Quando molti osservatori (purtroppo in media non granché accreditati, ma oggi, per essere accreditato, devi essere un lacchè del potere, altrimenti chi ti accredita...?) avanzarono la tesi che le elezioni presidenziali austriache potessero essere state inquinate da notevoli brogli, i numerosissimi (e ben pasciuti...) "sostenitori dell'esistente" si fecero avanti con la loro tesi di sempre: l'accusa, rivolta agli avversari, di essere "complottisti".
Ora, a voler essere sinceri e sereni, nessun studioso degno di questo nome, quale che sia la disciplina che pratichi, parlerebbe di "complotto" senza prima aver verificato i fatti e le informazioni disponibili sui medesimi. Non esistono "verità rivelate" (ma molti teorici democratici oggi sono teologi, più che teorici, per cui è probabile che per loro tali "verità rivelate" esistano davvero...), e quindi la lunghissima serie di indizi raccolti in loco sulla possibilità del verificarsi di brogli avrebbe dovuto essere sottoposta a considerazioni attente, non a negazioni aprioristiche.
Sfortunatamente, nel mondo contemporaneo, nulla può più essere sottoposto a critiche, specie se esce dal mainstream delle opinioni accettate dalla cultura dominante: ricordo nitidamente di aver perso alcuni amici su Facebook per aver espresso dubbi (fortissimi dubbi...) sugli eventi dell'11 settembre 2001. Il più acuto di essi mi scrisse dicendo che, nel crollo di una delle due Torri aveva perso un'amica e che quindi la tragica morte della poveretta rappresentava la dimostrazione più chiara che si trattasse di terrorismo vero, altrimenti nessuno l'avrebbe uccisa... Non risposi nemmeno, non ne valeva la pena: doveva avere un'idea molto legalitaria di come funzionano gli apparati statali.
Nel caso di specie, non credo proprio che la Corte Costituzionale austriaca avrebbe deciso - nel clima politico esistente in Europa dopo la Brexit - di ordinare il rifacimento delle elezioni presidenziali se le irregolarità constatate fossero state piccole e occultabili. Evidentemente, invece, sono macroscopiche e tali da non aver persuaso giuristi che - sia detto a conferma della loro onorabilità - credono più ai fatti che agli ordini (o ai condizionamenti...) provenienti dalla cultura dominante.
Molto significativa, poi, è la subdola tesi per cui le "teorie del complotto" sarebbero sostenute solo da studiosi improvvisati. Sicuramente, in quel fronte, ci sono molti studiosi "fai da te" e non pochi di essi sono dei dilettanti, alcuni pure sprovveduti, ma vi sono anche coloro che cercano meticolosamente la verità e che, non avendo mai leccato le terga al potere, mai sono andati e mai andranno in cattedra.
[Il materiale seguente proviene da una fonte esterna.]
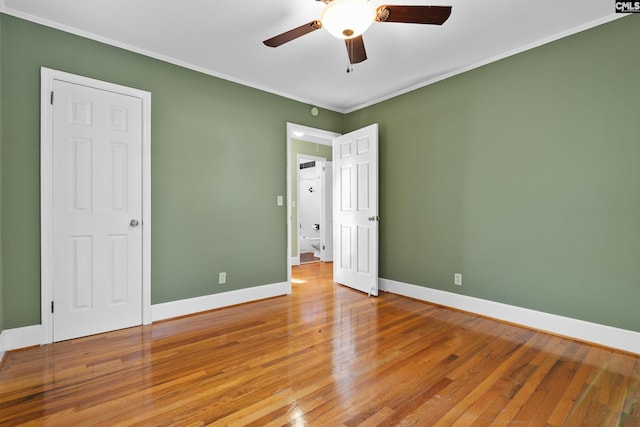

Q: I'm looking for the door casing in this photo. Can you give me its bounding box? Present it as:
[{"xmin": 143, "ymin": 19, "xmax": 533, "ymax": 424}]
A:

E' del tutto evidente che non sempre le "teorie del complotto" sono fondate, anzi è probabile che lo siano piuttosto raramente, ma sostenere che "tutto è un complotto" non è meno infondato che dire, rinunciando a verificare gli eventi e mettendo deliberatamente la testa sotto la sabbia, che "nulla è un complotto" e che tutto è perfetto in quanto è fatto dal potere statale che mi paga lo stipendio e le consulenze (ai quali vorrei se possibile non rinunciare...).
Ciascun evento fa storia a sé e magari, in autunno, il blocco politico di centrosinistra vincerà alla grande su coloro che oggi hanno visto accogliere come fondato il loro ricorso sui brogli. In tal caso, sarà una vittoria positiva, perché ottenuta onestamente, magari con una percentuale superiore al 50,3% ottenuta in occasione dell'ultima votazione (sulla quale - devo dire - non ho sentito lamentazioni sul fatto che si trattasse di una maggioranza risicata, mentre ne ho sentite tante sull'oltre 52% ottenuto dai sostenutori della Brexit).
Tuttavia, sarebbe ora di finirla con la storia delle "teorie del complotto". I "complottisti" in servizio permanente effettivo sono patetici non meno dei "legittimisti" ciechi di fronte a tutto per timore di perdere incarichi, stipendi e prebende. Est modus in rebus, dicevano i padri latini, ed è vero: la verità non sta mai tutta da una parte, ma nemmeno dall'altra... Ora è pure provato.